Conversion of safeguarded benefits to flexible benefits
In our experience, whilst this is not currently commonplace, we are seeing more interest in this option.
Exclusions
We agree that only pension rights giving rise to a preserved pension should be shareable and that the value of a cash transfer sum should be excluded.
We also agree with the proposed exclusion of pension death benefits in payment.
Pension Protection Fund (PPF) Entry Rules
As the consultation explains, some schemes which are eligible for the PPF have sponsoring employers who are unable to have a qualifying insolvency event in order trigger access to the PPF. Regulation 7 of the PPF Entry Rules Regulations (SI 2005/590) provides a mechanism for many such employers but, despite recent changes following the Olympic Airlines case, does not cover all PPF eligible schemes.

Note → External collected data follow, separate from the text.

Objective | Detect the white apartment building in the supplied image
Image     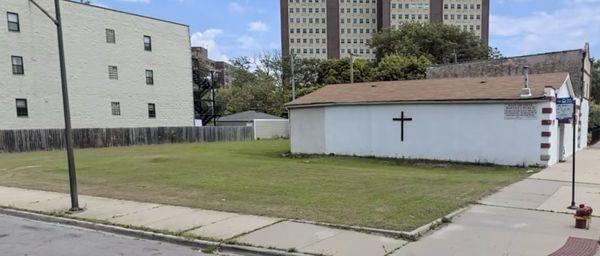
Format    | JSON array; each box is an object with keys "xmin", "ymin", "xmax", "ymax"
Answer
[
  {"xmin": 281, "ymin": 0, "xmax": 489, "ymax": 60},
  {"xmin": 0, "ymin": 0, "xmax": 194, "ymax": 130}
]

We therefore welcome the move to ensure that all PPF eligible schemes have a mechanism by which they can enter the PPF. However, we have some questions / comments on the proposal:
- The 28 day time limit for trustees to use the “alternative route” of applying to the PPF under section 29 of the Pensions Act 2004 is very tight, potentially causing difficulties in practice. Could this be extended, allowing trustees to notify “as soon as reasonably practicable”?
- Has thought been given to the possibility of using the primary insolvency proceedings as the trigger for PPF entry, without the need for a separate UK insolvency event?

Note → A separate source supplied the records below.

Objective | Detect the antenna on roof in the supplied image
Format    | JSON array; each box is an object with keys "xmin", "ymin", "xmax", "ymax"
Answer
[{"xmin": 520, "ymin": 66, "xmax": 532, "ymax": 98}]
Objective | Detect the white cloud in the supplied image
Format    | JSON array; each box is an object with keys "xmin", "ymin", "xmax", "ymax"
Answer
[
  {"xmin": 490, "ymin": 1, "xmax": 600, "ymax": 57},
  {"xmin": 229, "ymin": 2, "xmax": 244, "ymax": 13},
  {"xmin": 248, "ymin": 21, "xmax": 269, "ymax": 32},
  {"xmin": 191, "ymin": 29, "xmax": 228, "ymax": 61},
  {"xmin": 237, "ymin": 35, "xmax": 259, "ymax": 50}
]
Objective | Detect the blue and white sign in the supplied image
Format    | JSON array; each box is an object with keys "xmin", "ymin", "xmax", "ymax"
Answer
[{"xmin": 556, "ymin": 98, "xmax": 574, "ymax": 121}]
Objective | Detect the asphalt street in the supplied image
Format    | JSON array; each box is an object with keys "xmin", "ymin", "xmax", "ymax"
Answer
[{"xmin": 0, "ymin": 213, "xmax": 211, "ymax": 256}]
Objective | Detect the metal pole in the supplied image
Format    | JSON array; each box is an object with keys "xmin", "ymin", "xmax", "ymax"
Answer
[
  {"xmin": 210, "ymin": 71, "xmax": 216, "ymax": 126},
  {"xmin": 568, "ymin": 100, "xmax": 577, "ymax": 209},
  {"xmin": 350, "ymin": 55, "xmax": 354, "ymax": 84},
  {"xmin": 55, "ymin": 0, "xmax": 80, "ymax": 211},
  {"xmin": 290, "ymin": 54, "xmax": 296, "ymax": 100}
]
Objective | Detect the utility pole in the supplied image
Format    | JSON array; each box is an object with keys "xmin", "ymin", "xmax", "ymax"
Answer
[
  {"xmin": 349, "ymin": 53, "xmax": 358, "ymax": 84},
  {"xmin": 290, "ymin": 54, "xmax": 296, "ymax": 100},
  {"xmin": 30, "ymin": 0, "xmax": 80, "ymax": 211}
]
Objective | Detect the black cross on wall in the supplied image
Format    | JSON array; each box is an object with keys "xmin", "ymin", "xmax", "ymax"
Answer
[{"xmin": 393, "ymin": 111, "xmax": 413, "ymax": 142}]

- Certain unincorporated associations may still be excluded on the basis that, although they qualify as employers for the purpose of PPF eligibility, they fall outside the list of bodies in regulation 7 of the PPF Entry Rules which may use the alternative route (this is referred to in an FAQ on the PPF’s website).
Retirement risk warnings for members of occupational pension schemes
It is proposed that trustees should provide members with additional information after the “wake up” pack has been issued but before they actually take or transfer their benefits. This should include risk warnings that cover “those attributes, characteristics, external factors or other variables that increase the risk associated with how the member could access their pension savings”, to tie in with examples already provided by TPR in their essential guide.
It is intended that the requirements will not be prescriptive, giving trustees the freedom to use generic risk warnings or tailor the warnings if appropriate. We support this approach.
However, we have some concerns with the current and proposed process which, in our view, is overly complicated, increasing both the administration burden and costs for schemes. At the same time, scheme members may be overloaded with information which could have the impact of hindering, rather than helping, their decision.
A simpler and more cost effective approach would be to incorporate the requirement to issue the risk warnings alongside the information provided under Regulations 18A, 18B and 19 of the Disclosure Regulations (SI 2013/2734).
Regulations 18A and 18B of the Disclosure Regulations set out the information to be sent out by schemes when contacted by a member prior to retirement. We agree with the concerns outlined in the consultation, that these provisions are somewhat ambiguous.
The stated policy intention is that regulation 18A applies “where a member is being proactive and specifically asks their scheme for information […]”, whereas regulation 18B “is intended as a more general requirement that where the member or the scheme contacts the other on a retirement related point, the scheme only has to provide the member with limited information to prompt them to use Pension Wise”.
In our view, this should be addressed by clarifying the regulations themselves, rather than in supporting guidance. One option, which would help simplify the procedure, would be to combine the two provisions and include the same information requirement in both scenarios.